We can now calculate the covariance between $A$ and $B$ in the setup you proposed (where $P(B=1) = \alpha$) and find that:

$cov(A,B) = E[AB] - E[A]E[B] $

$cov(A,B) = E[AB] - \alpha^2 $

$cov(A,B) = P(A=1, B=1 | Y = 0) + P(A=1, B=1 | Y = 1) - \alpha^2 $

$cov(A,B) = P(A=1| Y = 0) P(B=1| Y = 0) +P(A=1| Y = 1) P(B=1| Y = 1) - \alpha^2 $

$cov(A,B) = P(A=1| Y = 0)^2 +P(A=1| Y = 1)^2 - \alpha^2 $

If we substitute this using the table above, we can find that:

$cov(A,B) = k^2 Var[Y]^{-1} = \frac{cov(A,Y)^2}{Var[Y]}$

Answer 2

I found a solution for the case where we have 2 repeated noisy observations. It is not hard to spot once you write out the joint probability, use it to write out the conditional probability table in terms of $\beta$ and $\alpha$. We can show that $P(A\ne B) = 2 \alpha(1-\alpha)$, then use the quadratic formula to solve for $\alpha$, and then solve for $\beta$ in terms of $\alpha$.

Joint probability table:

	$Y=0$	$Y=1$	$P(A)$
$A=0$	$\alpha(1-\beta)$	$(1-\alpha)\beta$	$\alpha(1-\beta) + (1-\alpha)(\beta)$
$A=1$	$(1-\alpha)(1-\beta)$	$\alpha\beta$	$(1-\alpha)(1-\beta)+\alpha\beta$
$P(Y)$	$\alpha(1-\beta) + (1-\alpha)(1-\beta)$	$(1-\alpha)\beta +\alpha\beta$	1

If you doubt that $P(A=1,Y=1)=\alpha\beta$, consider $P(A=1,Y=1)=P(A=Y,A=1,Y=1)=P(A=Y,Y=1)=P(A=Y)P(Y=1)$

The last equality seems surprising since it says that $A=Y$ and $Y=1$ are independent. But they are since $P(A=Y)=\alpha$ no matter the value of $Y$.

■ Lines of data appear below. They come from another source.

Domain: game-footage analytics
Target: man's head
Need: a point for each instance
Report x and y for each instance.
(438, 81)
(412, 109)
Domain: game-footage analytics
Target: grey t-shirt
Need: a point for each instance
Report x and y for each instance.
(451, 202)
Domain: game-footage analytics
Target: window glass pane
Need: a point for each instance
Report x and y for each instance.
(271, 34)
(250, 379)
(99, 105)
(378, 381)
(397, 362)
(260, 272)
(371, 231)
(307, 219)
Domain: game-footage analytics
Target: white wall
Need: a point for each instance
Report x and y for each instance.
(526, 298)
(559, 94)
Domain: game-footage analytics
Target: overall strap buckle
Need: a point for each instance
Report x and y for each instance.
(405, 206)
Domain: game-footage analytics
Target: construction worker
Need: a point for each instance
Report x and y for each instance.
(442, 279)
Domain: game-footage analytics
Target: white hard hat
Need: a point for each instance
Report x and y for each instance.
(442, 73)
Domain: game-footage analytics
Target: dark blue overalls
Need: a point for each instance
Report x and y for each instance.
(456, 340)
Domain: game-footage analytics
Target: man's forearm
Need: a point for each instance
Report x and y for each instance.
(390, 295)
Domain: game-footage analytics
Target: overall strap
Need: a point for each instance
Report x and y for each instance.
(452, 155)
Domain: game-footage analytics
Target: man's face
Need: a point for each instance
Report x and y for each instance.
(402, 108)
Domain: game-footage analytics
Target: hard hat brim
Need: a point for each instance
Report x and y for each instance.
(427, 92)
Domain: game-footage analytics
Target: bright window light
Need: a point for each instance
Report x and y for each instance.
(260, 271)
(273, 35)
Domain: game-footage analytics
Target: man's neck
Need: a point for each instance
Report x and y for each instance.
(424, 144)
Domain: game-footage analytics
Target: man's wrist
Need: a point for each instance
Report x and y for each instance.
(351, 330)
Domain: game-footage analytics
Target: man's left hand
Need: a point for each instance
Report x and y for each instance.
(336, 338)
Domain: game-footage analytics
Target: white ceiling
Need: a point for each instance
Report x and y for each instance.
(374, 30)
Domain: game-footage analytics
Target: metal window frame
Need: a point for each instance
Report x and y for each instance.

Conditional probability table:

	$Y=0$	$Y=1$
$P(A=0|Y)$	$\frac{(1-\alpha)(1-\beta)}{\alpha(1-\beta)+(1-\alpha)(1-\beta)}$	$\frac{(1-\alpha)\beta}{(1-\alpha)\beta+\alpha\beta}$
$P(A=1|Y)$	$\frac{(1-\alpha)(1-\beta)}{\alpha(1-\beta)+(1-\alpha)(1-\beta)}$	$\frac{\alpha\beta}{(1-\alpha)\beta + \alpha\beta}$

Lemma 1: $P(A=1|Y=1)=\alpha$; $P(A=0|Y=1)=(1-\alpha)$ Simplifying $P(A=1|Y=1)$ from the conditional probability table, we have: $$\frac{\alpha\beta}{(1-\alpha)\beta + \alpha \beta} = \frac{\alpha\beta}{\beta}=\alpha$$.

Simplifying $P(A=0|Y=1)$ we have: $$\frac{(1-\alpha)\beta}{(1-\alpha)\beta+\alpha\beta}=\frac{1-\alpha}{\alpha+1-\alpha}=1-\alpha$$

Lemma 2: $P(A \ne B) = 2 \alpha(1-\alpha)$ Consider the case $P(A\ne B,Y=1)$. The other is similar. $$P(A \ne B,Y=1) \\ = P(A\ne B|Y=1)P(Y=1) \\= P(Y=1)(P(A=1,B=0)|Y=1) + P(A=0,B=1|Y=1)) \\= P(Y=1)(P(A=1|Y=1)P(B=0|Y=1)+P(A=0|Y=1)P(B=1|Y=1)) \\ = \beta(\alpha(1-\alpha) + (1-\alpha)\alpha) = 2 \beta \alpha (1-\alpha)$$

since $A$ and $B$ are conditionally independent given Y.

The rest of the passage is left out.